Adaptive Metropolis Coupled MCMC(MC3) revisited

1 September 2021 by Remco Bouckaert

A previous post on adaptive MC3 did not quite point out how to set the number of MCMC samples between resampling and how to set the target acceptance probability for swaps. Here are some rules of thumb to determine these values and hot to set the resampleEvery and target attributes for adaptive MC3 analyses.

Setting resampleEvery

The resampleEvery attribute determines the number of MCMC sampled between attempts to swap chains.
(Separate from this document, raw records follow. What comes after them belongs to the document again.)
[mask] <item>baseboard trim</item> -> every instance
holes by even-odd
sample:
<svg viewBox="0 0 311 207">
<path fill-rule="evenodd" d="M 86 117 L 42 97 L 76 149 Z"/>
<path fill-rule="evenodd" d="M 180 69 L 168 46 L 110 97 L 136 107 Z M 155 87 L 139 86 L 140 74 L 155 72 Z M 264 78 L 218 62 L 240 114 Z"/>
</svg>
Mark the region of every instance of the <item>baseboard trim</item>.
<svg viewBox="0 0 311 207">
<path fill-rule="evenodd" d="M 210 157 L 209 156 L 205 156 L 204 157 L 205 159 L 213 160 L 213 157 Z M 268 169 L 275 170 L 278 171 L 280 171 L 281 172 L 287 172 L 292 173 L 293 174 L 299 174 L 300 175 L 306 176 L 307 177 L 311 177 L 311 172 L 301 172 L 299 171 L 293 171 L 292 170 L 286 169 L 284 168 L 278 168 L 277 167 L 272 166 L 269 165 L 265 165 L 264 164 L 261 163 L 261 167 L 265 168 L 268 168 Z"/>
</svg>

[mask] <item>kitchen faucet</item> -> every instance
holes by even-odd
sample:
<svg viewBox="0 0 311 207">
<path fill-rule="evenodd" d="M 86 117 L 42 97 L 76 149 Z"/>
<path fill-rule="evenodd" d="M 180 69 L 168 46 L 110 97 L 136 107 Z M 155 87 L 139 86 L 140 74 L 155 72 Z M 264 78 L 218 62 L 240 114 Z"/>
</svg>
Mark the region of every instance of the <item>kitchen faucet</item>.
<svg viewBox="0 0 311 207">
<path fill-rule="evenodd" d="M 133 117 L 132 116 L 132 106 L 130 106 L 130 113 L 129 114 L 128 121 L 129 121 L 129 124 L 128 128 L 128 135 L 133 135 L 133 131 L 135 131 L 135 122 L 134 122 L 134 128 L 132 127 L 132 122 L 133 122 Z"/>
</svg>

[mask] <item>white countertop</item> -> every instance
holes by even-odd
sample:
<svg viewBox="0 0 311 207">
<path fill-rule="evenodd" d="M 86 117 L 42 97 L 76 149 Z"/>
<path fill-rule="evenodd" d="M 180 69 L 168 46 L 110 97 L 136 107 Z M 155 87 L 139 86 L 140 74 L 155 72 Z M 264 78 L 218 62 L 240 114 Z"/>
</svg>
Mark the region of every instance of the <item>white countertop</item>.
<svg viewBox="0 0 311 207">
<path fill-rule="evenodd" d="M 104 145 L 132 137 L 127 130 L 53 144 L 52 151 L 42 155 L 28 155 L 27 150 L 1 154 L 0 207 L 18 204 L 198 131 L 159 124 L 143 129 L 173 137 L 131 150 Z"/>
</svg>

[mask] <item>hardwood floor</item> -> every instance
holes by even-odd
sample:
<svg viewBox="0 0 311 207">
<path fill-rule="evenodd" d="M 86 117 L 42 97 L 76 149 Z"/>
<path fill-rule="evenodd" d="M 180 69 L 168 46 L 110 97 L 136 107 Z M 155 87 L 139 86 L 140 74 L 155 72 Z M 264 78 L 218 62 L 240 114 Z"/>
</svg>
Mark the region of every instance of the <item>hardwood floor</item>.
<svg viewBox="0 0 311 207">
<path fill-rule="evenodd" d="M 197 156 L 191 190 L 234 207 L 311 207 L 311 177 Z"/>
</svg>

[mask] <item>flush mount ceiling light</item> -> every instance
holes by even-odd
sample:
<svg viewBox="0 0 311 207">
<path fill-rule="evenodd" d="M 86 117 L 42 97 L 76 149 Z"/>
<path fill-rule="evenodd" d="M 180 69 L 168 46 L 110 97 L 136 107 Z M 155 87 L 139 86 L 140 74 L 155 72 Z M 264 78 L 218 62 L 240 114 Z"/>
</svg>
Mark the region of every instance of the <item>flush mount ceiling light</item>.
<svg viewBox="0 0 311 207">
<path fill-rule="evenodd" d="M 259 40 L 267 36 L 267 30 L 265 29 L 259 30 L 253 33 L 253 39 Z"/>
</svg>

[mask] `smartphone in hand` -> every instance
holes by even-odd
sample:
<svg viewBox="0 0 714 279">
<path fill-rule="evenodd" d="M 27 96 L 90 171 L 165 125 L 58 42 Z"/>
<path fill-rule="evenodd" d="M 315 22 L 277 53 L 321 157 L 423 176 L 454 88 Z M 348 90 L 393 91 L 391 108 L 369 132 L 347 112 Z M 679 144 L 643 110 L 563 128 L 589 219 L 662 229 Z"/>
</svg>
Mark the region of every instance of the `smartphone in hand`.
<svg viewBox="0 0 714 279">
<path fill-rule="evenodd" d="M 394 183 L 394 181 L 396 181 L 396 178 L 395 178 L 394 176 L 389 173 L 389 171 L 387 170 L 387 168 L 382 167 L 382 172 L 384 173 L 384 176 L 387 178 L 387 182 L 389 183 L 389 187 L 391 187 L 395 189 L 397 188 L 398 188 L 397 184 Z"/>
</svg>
When setting resampleEvery too large, the adaptive mechanism does not get enough information to base changes of the temperatures on, so the swap acceptance probability may stay far away from the target. When resampleEvery is very small, apart from the overhead in swapping, chains will not moved very much, so there is no point in swapping.

What seems to be reasonable is to allow chains to run long enough such that every parameter in the model has had a chance to be changed at least once. Counting the number of parameters can be roughly done as follows: for every N dimensional real, boolean or integer parameter add N and for any tree add the number of taxa times 3 (with k taxa, there are about 2k parent indicator parameters, and about k internal node height parameters). This does not take dependencies between parameters into account (nucleotide frequencies would count as 4 while there are only 3 degrees of freedom since they have to sum to 1), but gives a principled lower bound on the resampleEvery value.

Setting target

Now that we know the resampleEvery value, we can set the target. Theoretical results point to a target acceptance probability of 0.234. Lower targets will results in hotter chains that can explore more of the sample space, but lower targets also means that hotter chains contribute less often to the cold chain.

Depending on the resampleEvery value, this can result in many accepted swaps with the cold chain that do not show up in effective sample sizes of parameters: a chain of 10 million samples that attempts to swap every 1000 samples with 4 chains (1 cold, 3 hot) has 10 thousand swap attempts of which 2340 can be expected to succeed and a third of these (780) can be expected to involve the cold chain. Note that the third comes from 1 divided by (the number of chains minus 1), which is in this case 1/(4-1)=1/3.

If we aim for ESS of 200, it does not appear to be sensible to swap the cold chain more often than that. This gives us a way to formulat the target temperature: calculate the number of swaps = chain length / resampleEvery. Then the number of swaps with the cold chain is (number of swaps)/(number of chains - 1). And our target is determined by the target ESS: target = (target ESS)/(number of cold chain swaps). So, for a chain of 10 million, 4 chains and target ESS of 200, we get target = 200/3333 = 0.06, and for 20 million 0.03, 100 million 0.006, etc.

Acknowledgements

Thanks to Nico Neureiter and Nicola Müller for formulating these rules of thumb.